Business

An Idaho grant means training and bigger paychecks for workers at this Boise plant

Packets of Constant Comment, Bigelow Tea’s biggest seller, are shuttled through a packaging machine at the plant in Boise in 2012.
Packets of Constant Comment, Bigelow Tea’s biggest seller, are shuttled through a packaging machine at the plant in Boise in 2012. doswald@idahostatesman.com

Bigelow Tea in Boise has received a state grant worth nearly $59,000 to retrain 31 employees.

The employees’ average wage will increase to $18.51 after they complete training, according to the Idaho Department of Labor. The department declined to disclose the current average.
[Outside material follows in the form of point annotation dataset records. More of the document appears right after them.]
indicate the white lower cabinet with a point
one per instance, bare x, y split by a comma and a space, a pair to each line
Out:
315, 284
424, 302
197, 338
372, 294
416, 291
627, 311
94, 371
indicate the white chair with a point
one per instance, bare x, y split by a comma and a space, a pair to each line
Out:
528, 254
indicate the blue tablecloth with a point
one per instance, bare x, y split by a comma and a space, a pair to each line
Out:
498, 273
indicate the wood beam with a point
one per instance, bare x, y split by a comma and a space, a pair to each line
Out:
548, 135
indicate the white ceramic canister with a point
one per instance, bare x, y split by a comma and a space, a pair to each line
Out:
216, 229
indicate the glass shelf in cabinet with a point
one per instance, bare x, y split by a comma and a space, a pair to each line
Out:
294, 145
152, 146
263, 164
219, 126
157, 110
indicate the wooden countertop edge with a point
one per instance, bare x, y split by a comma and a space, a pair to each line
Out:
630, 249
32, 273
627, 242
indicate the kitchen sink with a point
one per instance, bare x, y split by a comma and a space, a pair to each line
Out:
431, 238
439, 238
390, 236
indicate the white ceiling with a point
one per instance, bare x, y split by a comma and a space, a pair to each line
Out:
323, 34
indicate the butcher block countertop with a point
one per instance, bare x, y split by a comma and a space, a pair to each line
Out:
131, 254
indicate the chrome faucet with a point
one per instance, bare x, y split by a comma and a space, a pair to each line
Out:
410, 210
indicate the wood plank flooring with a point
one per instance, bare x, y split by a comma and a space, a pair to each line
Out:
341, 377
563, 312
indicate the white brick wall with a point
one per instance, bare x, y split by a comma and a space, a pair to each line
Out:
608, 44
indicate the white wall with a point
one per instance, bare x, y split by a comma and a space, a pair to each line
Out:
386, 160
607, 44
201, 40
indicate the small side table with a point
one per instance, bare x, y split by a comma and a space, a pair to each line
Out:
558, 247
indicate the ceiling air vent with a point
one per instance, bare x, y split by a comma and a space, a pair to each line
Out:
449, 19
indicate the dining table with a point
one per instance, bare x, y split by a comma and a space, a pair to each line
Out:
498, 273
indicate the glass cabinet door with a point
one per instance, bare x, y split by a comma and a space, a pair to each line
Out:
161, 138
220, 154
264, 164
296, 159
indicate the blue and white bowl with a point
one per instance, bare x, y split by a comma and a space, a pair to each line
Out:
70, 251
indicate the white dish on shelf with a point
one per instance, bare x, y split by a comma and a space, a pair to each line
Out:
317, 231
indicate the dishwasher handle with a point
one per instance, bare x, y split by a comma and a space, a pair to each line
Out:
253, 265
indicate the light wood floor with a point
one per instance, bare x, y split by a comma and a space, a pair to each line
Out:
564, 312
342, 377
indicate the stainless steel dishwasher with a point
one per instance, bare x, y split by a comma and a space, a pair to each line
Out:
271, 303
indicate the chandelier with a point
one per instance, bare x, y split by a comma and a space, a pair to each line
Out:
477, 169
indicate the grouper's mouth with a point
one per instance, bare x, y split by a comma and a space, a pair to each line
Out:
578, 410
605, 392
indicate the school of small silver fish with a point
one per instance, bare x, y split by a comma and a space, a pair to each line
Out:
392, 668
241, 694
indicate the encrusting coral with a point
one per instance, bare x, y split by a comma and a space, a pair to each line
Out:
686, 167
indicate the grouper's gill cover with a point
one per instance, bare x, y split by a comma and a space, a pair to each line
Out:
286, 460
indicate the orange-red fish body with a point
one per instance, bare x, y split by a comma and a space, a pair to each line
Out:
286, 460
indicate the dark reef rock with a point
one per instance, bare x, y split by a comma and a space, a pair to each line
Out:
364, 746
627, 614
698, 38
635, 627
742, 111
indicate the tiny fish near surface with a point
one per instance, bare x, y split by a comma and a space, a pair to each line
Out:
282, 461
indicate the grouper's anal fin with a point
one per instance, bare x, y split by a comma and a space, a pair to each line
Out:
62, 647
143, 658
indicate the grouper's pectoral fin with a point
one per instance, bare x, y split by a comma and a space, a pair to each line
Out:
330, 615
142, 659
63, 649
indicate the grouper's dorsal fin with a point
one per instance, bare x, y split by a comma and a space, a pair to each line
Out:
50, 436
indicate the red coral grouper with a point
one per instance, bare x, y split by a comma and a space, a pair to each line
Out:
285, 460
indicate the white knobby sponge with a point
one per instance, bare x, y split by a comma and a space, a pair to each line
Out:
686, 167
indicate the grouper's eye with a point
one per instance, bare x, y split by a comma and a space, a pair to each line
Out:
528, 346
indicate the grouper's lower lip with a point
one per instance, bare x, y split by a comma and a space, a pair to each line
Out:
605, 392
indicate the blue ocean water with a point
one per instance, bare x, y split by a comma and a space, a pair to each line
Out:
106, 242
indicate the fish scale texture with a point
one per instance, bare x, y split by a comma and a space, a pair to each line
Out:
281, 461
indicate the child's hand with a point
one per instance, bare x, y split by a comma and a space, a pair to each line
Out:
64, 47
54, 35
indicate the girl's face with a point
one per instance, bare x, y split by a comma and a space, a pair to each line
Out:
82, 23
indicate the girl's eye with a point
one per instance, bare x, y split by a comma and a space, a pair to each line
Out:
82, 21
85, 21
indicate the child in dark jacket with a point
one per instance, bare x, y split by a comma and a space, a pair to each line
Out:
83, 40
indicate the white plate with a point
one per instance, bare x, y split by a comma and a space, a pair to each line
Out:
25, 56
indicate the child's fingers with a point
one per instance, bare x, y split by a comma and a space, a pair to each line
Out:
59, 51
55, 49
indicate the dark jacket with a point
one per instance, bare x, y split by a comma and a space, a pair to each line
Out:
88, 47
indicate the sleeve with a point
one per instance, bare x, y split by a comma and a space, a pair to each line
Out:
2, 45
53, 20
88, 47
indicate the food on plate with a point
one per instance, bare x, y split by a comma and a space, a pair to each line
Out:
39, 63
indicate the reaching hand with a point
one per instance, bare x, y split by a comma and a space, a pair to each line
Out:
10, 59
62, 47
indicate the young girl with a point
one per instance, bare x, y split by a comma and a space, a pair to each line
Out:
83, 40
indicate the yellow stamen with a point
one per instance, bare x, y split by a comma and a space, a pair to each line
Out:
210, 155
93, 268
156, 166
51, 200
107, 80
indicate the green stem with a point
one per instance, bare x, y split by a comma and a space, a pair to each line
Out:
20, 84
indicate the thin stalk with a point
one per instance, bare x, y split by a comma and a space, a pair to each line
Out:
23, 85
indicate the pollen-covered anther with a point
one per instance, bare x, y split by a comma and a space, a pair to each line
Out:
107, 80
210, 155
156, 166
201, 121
Bigelow Tea packages tea into bags for commercial and retail customers, shipping them to stores and locations across North America and elsewhere. The Boise plant at 315 N. Benjamin Lane is one of the Fairfield, Connecticut, company’s three plants.

The state’s Workforce Development Training Fund grants are used to reimburse costs of training new workers or retraining current ones. To qualify, companies must pay at least $12 an hour, offer employer-assisted health insurance and produce products or services sold outside the region. The training must provide employees with skills to improve their wages and employment outlook.

Bigelow qualified in part because its employees’ jobs have been changing because of automation. The retrained positions will include five lead mechanics, 11 mechanics and 15 packer-operators.

The fund is financed by 3 percent of the unemployment insurance taxes paid by businesses each year. The department said it granted $6.2 million in retraining grants in 2014, $2.8 million in 2015 and $3.2 million in 2016.